Light filters through the pellucid teal water in the quarry—late spring sun dancing down, reaching towards impenetrable depths. Below the surface, I stretch my limbs, pushing myself through the shimmer. As my left hand moves past my face, my Granny’s gold wedding band—which I wear now as my own—glints and twinkles.
‘We do not have Wifi’ reads the sign in a country pub that afternoon. ‘Talk to each other. Pretend it’s 1995.’ A mass of pink roses grow beside the door, and I breathe in the aroma of approaching summer. I think of 1995. That summer, I was the age that my eldest teen is now, and I tell him so, as he drinks coke from a glass bottle in the sunshine. He smiles at me, and rolls his eyes—he thinks I am impossibly old.

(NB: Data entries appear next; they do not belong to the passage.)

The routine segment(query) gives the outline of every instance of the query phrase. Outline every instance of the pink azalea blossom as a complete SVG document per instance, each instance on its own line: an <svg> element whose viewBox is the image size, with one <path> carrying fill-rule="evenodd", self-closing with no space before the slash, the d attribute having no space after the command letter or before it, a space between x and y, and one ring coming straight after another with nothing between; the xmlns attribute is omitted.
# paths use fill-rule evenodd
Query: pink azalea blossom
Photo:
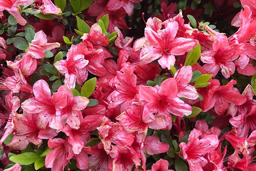
<svg viewBox="0 0 256 171"><path fill-rule="evenodd" d="M11 0L7 1L1 0L0 1L0 11L6 10L15 17L18 23L24 26L27 24L27 21L20 15L20 12L21 9L19 6L29 5L32 1L32 0Z"/></svg>
<svg viewBox="0 0 256 171"><path fill-rule="evenodd" d="M41 59L45 56L45 51L51 50L60 46L58 42L47 43L46 35L41 30L36 33L27 54L36 59Z"/></svg>
<svg viewBox="0 0 256 171"><path fill-rule="evenodd" d="M42 5L39 8L44 14L58 14L62 13L59 8L55 6L51 0L42 0Z"/></svg>
<svg viewBox="0 0 256 171"><path fill-rule="evenodd" d="M209 155L219 145L219 139L216 135L208 135L202 139L198 138L202 133L195 129L191 131L187 144L181 142L180 147L182 149L182 155L188 161L191 170L202 170L202 167L208 163L204 157Z"/></svg>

In 1995, my Granny was still alive: her wedding ring on her soft hand, her eyes laughing and gentle, her hair smooth silver curls that she patted into place each morning. I hated my own curls, but my Granny taught me how to scrunch the damp hair and mould them, as I now teach my smallest curly-haired son. She told me one day I would be glad of them, and now, as I think, I twirl a carefully formed curl between my fingers.
By 1995, I had started scrunch-drying my hair—it was long and brown and I wore it then in tight waves. I lived in a pair of wide, purple corduroy flares I had bought from a second-hand shop, pairing them with a cropped t-shirt I found in the children’s department. Granny didn’t like the belly top—she thought I would get cold kidneys—she told me I should wear more dresses and ‘show off my nice legs’. I didn’t think my legs were nice but sometimes, to please her, I did.

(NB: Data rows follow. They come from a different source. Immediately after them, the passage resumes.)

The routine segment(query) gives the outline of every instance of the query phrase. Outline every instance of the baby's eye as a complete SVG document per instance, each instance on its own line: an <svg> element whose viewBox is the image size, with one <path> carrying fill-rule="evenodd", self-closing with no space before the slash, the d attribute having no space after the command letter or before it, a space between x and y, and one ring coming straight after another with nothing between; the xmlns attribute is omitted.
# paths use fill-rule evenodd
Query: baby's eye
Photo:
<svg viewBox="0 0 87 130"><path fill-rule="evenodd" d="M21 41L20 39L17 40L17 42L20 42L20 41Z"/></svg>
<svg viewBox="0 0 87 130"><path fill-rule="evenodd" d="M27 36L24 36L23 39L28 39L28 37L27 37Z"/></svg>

My Granny, who kept rose-scented soap in every drawer, and so smelled of roses, would never leave the house until she had ‘put her face on’. She applied powder carefully from a small silver compact and on her cheeks, rubbed what she called ‘rouge’. I (with my flawless youthful skin) didn’t understand her, would laugh as I waited beside her at the mirror, watching. I loved every line on her face—she was beautiful to me just as she was. One day, years later, I picked up on impulse in the chemist a pot of pink Bourjois blusher. Opening it, a familiar scent unexpectedly swirled out, catching at my breath. My Granny’s fragrance—rouge and roses.
I know now—as I stand before my own mirror— what I was then too young to understand. I put my face on, like my Granny did: I construct myself. Lines around my eyes crease. They are forming around my mouth too, the same shape as hers. Makeup doesn’t hide them, but it smoothes, and it shields me, like armour. As I dab rouge on my cheeks, I think of my Granny and I feel brighter and braver. She left to me her gold wedding band, which I twist around my finger. In the loft I keep, carefully wrapped, a box of her pink rose-print, gold-rimmed teacups.

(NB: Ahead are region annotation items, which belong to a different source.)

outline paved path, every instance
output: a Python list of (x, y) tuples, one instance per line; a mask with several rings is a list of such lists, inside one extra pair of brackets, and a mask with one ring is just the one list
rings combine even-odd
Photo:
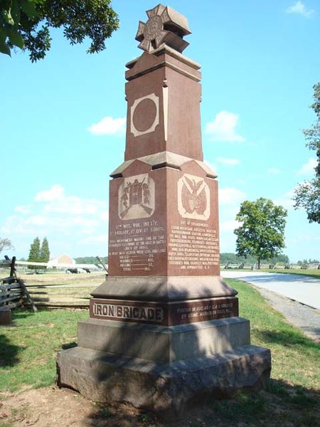
[(302, 275), (260, 272), (223, 270), (221, 274), (225, 278), (245, 280), (255, 285), (261, 295), (289, 322), (320, 342), (319, 279)]
[(320, 310), (320, 279), (298, 274), (260, 273), (258, 271), (232, 271), (223, 270), (224, 278), (245, 280), (258, 288), (275, 292)]

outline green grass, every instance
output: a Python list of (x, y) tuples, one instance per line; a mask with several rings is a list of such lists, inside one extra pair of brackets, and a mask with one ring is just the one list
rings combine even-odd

This morning, my eldest teen left the country alone for the first time. In his rucksack, he packed my battered copy of The Secret History, pulled from the bookshelf in the sitting room to read on the train. He has inherited his father’s blue eyes and my love of books. I try not to tell him how much I adore this one. I want him to discover it for himself.
Inheritance, I am learning, blooms slowly—layers like petals, peeling back with the years. For me, it carries the glint of gold. It leaves behind the scent of roses.
Thank you for reading,
Laura x
How beautiful! I also wear my Grandma’s wedding ring.
I was obsessed with seeing inside drawers as a kid, my mums, my grandmas - the smell (soaps), the trinkets, the things tucked away. I’ve made memory boxes for our kids - they have no interest in them right now but I’m hopeful.
A beautiful piece Laura! ✨ 🌸
Another perfectly captured and crafted gem. Laura. Wondering how much you have to work at a piece like this to make it seem so effortless... I'm old enough to recall the expression 'putting on one's face', and I still think of it when I do the same each day, before I'm ready to go out and face the world! Ah, tea cups... I hope one day you will unwrap your grandmother's lovely rose tea cups (like opening a present!) and enjoy tea from them once again!